- Genre: Documentary Reality television
- Created by: Colin Strong
- Narrated by: Michael Dean
- Theme music composer: Don Percival
- Country of origin: United Kingdom
- Original language: English
- No. of episodes: 8

Production
- Running time: 30 minutes

Original release
- Network: BBC One
- Release: 9 September – 28 October 1981

= Fighter Pilot (TV series) =

Fighter Pilot is a BBC television documentary series that was broadcast in the UK on BBC One, from 9 September to 28 October 1981. It was about the training of fast jet pilots in the Royal Air Force and followed the progress of six candidates as they went through the three-year programme. The BBC and the RAF first agreed to work together on a documentary in 1978, when there was a poor level of recruitment and a shortage of pilots in the service. At the time it cost £1 million to train a pilot (£4 million in 2011). The training process, from selection to operational service has a high drop-out rate and only one of the six original candidates went on to fly fast jets.
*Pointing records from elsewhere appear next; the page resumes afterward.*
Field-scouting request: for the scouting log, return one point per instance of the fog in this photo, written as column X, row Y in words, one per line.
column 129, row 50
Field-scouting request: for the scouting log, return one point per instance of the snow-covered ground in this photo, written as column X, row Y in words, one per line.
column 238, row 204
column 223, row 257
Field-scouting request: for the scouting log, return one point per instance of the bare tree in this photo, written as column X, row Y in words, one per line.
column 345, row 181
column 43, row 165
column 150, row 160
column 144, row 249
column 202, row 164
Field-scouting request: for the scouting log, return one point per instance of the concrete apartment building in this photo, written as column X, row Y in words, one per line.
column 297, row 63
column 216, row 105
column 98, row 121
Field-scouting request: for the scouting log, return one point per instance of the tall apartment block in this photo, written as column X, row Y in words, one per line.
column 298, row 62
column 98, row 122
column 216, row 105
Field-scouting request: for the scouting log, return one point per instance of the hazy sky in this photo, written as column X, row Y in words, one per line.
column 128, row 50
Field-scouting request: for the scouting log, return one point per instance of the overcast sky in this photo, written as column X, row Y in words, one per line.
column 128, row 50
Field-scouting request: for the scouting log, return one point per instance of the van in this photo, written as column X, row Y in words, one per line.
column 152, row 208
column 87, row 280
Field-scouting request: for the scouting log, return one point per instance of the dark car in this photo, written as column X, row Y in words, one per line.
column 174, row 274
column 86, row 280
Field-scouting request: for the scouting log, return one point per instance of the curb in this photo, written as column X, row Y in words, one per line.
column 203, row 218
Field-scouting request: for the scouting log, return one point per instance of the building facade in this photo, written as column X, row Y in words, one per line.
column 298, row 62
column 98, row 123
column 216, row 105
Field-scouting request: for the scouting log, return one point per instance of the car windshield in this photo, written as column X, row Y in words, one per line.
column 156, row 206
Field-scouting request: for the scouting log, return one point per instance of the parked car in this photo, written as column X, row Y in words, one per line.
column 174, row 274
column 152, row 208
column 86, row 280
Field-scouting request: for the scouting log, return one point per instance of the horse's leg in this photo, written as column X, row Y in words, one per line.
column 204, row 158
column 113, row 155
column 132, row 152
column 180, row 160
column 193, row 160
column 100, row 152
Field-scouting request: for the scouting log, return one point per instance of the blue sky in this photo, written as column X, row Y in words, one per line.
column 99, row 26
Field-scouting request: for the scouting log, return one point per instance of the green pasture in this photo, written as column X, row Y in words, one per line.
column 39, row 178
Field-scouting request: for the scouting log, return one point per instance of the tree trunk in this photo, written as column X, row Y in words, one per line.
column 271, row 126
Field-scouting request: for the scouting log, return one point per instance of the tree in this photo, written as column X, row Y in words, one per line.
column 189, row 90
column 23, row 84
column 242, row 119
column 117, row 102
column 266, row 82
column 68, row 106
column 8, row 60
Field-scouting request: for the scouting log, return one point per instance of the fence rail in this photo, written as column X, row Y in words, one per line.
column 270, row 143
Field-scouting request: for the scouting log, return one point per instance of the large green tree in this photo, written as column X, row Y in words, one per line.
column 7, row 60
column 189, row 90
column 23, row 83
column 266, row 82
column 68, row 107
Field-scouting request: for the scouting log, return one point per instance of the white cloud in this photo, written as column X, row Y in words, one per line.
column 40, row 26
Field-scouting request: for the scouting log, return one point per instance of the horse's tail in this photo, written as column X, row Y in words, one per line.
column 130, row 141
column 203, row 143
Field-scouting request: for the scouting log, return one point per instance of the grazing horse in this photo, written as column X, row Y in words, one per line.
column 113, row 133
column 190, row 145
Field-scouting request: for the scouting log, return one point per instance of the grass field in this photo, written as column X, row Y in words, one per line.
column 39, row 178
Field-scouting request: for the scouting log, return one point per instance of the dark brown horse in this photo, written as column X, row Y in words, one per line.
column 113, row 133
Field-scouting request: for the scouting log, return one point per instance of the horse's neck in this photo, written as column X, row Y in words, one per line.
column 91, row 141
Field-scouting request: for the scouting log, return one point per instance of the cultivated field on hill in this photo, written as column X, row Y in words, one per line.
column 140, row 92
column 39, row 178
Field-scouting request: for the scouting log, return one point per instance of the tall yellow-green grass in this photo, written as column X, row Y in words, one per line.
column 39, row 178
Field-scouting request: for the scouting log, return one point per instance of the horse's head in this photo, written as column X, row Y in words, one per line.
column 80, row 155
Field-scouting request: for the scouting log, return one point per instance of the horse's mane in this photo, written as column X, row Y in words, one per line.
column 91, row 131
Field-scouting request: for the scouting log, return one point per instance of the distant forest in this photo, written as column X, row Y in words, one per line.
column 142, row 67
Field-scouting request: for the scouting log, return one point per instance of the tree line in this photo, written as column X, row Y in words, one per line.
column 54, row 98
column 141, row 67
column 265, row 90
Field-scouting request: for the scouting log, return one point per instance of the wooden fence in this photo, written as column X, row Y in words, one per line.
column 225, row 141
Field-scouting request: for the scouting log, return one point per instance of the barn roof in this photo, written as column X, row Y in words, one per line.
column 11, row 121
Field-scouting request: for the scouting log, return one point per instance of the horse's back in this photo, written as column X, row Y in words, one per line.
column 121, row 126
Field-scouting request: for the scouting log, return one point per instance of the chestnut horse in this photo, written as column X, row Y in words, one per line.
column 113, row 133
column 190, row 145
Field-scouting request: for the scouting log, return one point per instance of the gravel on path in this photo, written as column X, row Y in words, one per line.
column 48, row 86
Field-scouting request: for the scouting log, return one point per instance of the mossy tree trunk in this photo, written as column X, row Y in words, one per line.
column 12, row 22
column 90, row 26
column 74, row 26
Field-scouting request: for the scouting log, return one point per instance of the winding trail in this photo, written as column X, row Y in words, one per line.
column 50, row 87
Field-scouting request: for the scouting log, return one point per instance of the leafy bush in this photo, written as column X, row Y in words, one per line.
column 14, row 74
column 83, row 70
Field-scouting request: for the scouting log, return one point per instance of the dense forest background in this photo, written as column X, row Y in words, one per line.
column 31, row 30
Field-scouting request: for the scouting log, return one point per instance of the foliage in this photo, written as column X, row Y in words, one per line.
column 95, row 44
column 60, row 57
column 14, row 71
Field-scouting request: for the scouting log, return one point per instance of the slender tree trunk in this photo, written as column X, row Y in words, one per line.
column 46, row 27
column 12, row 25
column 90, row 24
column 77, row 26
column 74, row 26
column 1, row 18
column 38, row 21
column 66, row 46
Three of the candidates were airmen who already served in the RAF, while the others were from civilian backgrounds (qualified nurse, zoologist and milkman/farm worker). The series was produced by Colin Strong, who closely followed the candidates for three-and-a-half years. To gain a detailed insight in to the process, he undertook the RAF basic flying training course himself and flew solo in a Jet Provost. The series was nominated for a BAFTA award in 1982 for Television Factual Series.

==Candidates==

| Candidate | Age | Background |
|---|---|---|
| John McCrea | 22 | Coalman, farm worker, milkman |
| Robbie Low | 21 | State registered nurse |
| Martin Oxborrow | 25 | Weapons technician at RAF Marham |
| Alistair Stewart | 22 | Zoologist |
| Trevor Lewis | 19 | Technician at RAF Odiham |
| Rhod Smart | 20 | Air fitter on Lightnings at RAF Binbrook |

==Episodes==

| No. | Title | Original release date |
| 1 | "Dreams" | 9 September 1981 |
The series begins in May 1978, when thirty-one applicants arrive at the Officer and Aircrew Selection Centre at RAF Biggin Hill. Six of the candidates are offered pilot training.
| 2 | "Officers and Gentlemen" | 16 September 1981 |
In September 1978, the candidates arrive at the RAF Officer Cadet Training Unit at RAF Henlow for their 18-week officer training course.
| 3 | "Graduation" | 23 September 1981 |
Five of the candidates graduate from the Officer Cadet Training Unit.
| 4 | "Going Solo" | 30 September 1981 |
In March 1979, the five officer cadets move to the Basic Flying Training School (BFTS) at RAF Linton-on-Ouse, where they learn to fly the Jet Provost. One of the Qualified Flying Instructors (QFIs) on the course is Flt Lt Martin Withers.
| 5 | "Chopped" | 7 October 1981 |
All of the five candidates make their first solo flights.
| 6 | "Fear of Failing" | 14 October 1981 |
The candidates progress through the basic flying training course.
| 7 | "Wings" | 21 October 1981 |
In March 1980, the remaining candidates move to the Advanced Flying School at RAF Valley for 21 weeks of advanced flying training on the Hawk T.1.
| 8 | "Sport of Kings" | 28 October 1981 |
In October 1980, the remaining candidates moves to the Tactical Weapons Unit (TWU) at RAF Brawdy, to learn the art of aerial warfare on the Hawk.

==Book==
A book of the television series was produced by Colin Strong and co-written with the author, Duff Hart-Davis.